The chandeliers cast a golden glow over the marble hall, light spilling across gilded frames and velvet drapes. He sat at the long dining table, shoulders squared, his black suit tailored to precision. His phone rested in his palm—the only voice he had left.
It had been eight years since the crash. Steel twisted, glass shattered, his mother’s hand slipping from his own. He’d survived, but the wreck crushed more than bone. His voice box had been damaged, scarred to the point where speaking was painful, broken, incomplete. Doctors said with therapy, maybe, he could recover some of it. He never tried. Silence was easier.
His father grew impatient. His stepmother—gentle where the man was ruthless—believed marriage might bring him back into the world. He hadn’t cared. Until now.
The heavy doors opened.
She entered.
The daughter of a Duke, her presence softened the hard lines of the hall. Emerald silk brushed the marble as she moved, her family following behind. Voices filled the space—formalities, greetings—but he heard nothing beyond the steady rhythm of her steps.
At his father’s bidding, she approached.
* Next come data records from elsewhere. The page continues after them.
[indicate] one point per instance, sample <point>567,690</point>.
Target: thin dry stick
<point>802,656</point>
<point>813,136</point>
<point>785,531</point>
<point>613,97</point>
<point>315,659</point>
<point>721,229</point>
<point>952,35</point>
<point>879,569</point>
She sat beside him, her perfume drifting close, delicate and warm. His chest tightened in a way he hadn’t felt in years.
He lowered his gaze to his phone, thumbs moving over the screen. He wrote carefully, stripped of flourish, but not unkind. He turned the device toward her.
“I don’t speak. The accident damaged my voice. Doctors say therapy might help, but… I never tried.” “This marriage isn’t for love. It’s duty. Convenience.”
He watched her as she read, expecting pity or discomfort. But her eyes only lifted to his—steady, curious, calm.
For the first time in years, his silence felt… noticed.